Жилось ему у нас неплохо. Холеный, закормленный, летом и осенью он был толст, медлителен и вальяжен, ступал с достоинством. Окном в мир, равно как и дверью, ему служила форточка. Он часами сидел на ней, рассматривая шевеление листвы и прыгающих в пыли воробьев, а потом вылезал наружу.
Все окна первого этажа в нашем большом доме были забраны решетками. Нагулявшись, Мурзик молча вспрыгивал с земли на оконный карниз, несколько времени топтался на нем, глядя вверх, на форточку, примеряясь и нервно перебирая лапами, наконец отталкивался, норовя попасть головой в одно из ромбических отверстий решетки, а затем неистово продирался внутрь, скребя когтями, мучительно сплющиваясь, кособочась, на воровской манер протискивая сначала одно, а потом и другое плечо.
В середине зимы Мурзик начинал гулять. Скоро бока западали, глаза на сухой морде начинали светиться сумасшедшим огнем, весь он покрывался болячками и шрамами, совершенно терял рассудок и превращался в жалкое безмозглое существо, способное только пьяно орать по ночам.
Зато когда он теперь ненадолго заглядывал домой – вроде как на побывку: помыться, побриться и вообще передохнуть перед новыми боевыми действиями, – решетка уже не представляла для него серьезного препятствия. Он змеился сквозь нее, словно куница.

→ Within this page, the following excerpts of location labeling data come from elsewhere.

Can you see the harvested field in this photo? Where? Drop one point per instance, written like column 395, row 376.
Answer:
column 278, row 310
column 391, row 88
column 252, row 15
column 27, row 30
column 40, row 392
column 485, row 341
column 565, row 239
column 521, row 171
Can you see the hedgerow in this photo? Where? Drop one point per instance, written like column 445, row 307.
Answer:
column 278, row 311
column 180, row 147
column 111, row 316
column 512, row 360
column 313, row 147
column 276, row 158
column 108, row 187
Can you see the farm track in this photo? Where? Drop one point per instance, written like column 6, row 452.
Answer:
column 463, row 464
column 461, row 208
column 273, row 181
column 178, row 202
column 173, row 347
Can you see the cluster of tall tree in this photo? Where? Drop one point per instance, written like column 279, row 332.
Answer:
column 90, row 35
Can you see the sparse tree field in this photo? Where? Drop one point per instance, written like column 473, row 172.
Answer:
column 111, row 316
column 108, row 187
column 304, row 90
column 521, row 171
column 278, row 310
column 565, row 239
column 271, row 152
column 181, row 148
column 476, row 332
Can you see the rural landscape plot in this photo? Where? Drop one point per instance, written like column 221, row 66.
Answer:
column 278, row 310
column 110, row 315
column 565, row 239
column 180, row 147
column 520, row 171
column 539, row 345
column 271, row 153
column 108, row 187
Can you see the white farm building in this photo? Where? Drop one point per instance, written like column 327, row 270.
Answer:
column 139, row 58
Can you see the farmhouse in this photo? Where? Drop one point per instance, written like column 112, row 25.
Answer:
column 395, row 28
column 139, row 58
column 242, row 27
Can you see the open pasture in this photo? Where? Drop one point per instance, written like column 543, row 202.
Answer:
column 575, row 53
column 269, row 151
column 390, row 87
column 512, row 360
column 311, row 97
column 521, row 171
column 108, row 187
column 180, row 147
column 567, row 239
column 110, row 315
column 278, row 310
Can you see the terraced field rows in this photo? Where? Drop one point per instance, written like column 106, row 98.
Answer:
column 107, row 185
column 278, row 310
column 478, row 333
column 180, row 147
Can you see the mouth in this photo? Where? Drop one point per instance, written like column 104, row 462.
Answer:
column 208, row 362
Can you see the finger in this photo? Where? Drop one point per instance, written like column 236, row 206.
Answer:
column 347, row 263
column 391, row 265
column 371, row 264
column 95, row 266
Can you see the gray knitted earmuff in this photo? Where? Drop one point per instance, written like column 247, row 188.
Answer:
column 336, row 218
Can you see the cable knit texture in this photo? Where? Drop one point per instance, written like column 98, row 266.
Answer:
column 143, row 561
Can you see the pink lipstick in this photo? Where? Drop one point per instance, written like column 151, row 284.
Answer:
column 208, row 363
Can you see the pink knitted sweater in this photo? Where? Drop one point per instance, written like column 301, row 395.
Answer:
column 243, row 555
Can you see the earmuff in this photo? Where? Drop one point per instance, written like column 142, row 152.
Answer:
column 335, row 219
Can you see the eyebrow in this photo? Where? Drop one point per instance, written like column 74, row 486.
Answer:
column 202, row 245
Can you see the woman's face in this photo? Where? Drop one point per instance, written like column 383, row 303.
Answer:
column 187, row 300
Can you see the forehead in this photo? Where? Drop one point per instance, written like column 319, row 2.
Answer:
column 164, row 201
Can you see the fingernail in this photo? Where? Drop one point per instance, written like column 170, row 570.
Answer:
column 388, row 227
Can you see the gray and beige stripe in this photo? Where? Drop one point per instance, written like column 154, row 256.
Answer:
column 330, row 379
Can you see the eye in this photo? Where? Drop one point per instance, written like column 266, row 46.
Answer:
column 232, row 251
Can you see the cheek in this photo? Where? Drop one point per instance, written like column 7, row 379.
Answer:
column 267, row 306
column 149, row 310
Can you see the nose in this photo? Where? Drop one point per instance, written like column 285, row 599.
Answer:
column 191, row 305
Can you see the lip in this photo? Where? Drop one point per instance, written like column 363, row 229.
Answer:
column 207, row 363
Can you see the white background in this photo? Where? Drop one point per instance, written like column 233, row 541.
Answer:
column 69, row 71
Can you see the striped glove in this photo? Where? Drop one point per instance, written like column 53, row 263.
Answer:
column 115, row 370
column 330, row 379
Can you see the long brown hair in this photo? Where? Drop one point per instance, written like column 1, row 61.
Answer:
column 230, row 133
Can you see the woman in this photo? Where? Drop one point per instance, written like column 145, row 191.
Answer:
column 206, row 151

Мать встречала его попреками:
– Пришел! Явился не запылился! Где шлялся три дня, дурак старый?! Гуляешь все! Смотри, догуляешься! Прибьют тебя где-нибудь!..
Мурзик ковылял за ней по кухне, с яростным мурлыканьем бодал ноги. Наконец она ставила на пол мисочку. Сиротски выставив острые лопатки, он припадал к ней, косясь по сторонам, глотал, давился, жевал, хрустя попадающимися на зуб жилами и выворачивая голову то на один бок, то на другой. Когда миска пустела, он некоторое время одурело сидел перед ней, потом отходил пошатываясь, садился возле шкафа. Начинал было послеобеденный туалет, вылизывал один бок, но тут силы его покидали. Он плелся в комнату и засыпал по-солдатски – то есть где сон сморил, там и повалился.
Надо сказать, что сейчас, много лет спустя, вспоминая, как он вспрыгивал на колени, как щурился и вытягивал пушистую шею, если кто-нибудь из нас почесывал ему подбородок и горло, как ярился, как суживал глаза и бил лапой (играя с Мурзиком, я подчас доводил его до последнего градуса бешенства, и в его злобном взгляде начинало сквозить сожаление, что он не может стать на минуточку тигром, чтобы меня сожрать), – представляя себе его сытую степенность, невозмутимую холодность, барскую походку и то искреннее изумление, которое неизменно воцарялось на усатой физиономии, когда он обнаруживал, что опять кому-то до него есть дело, – представляя себе все это, я не могу отделаться от ощущения, будто речь идет не о коте, а о человеке.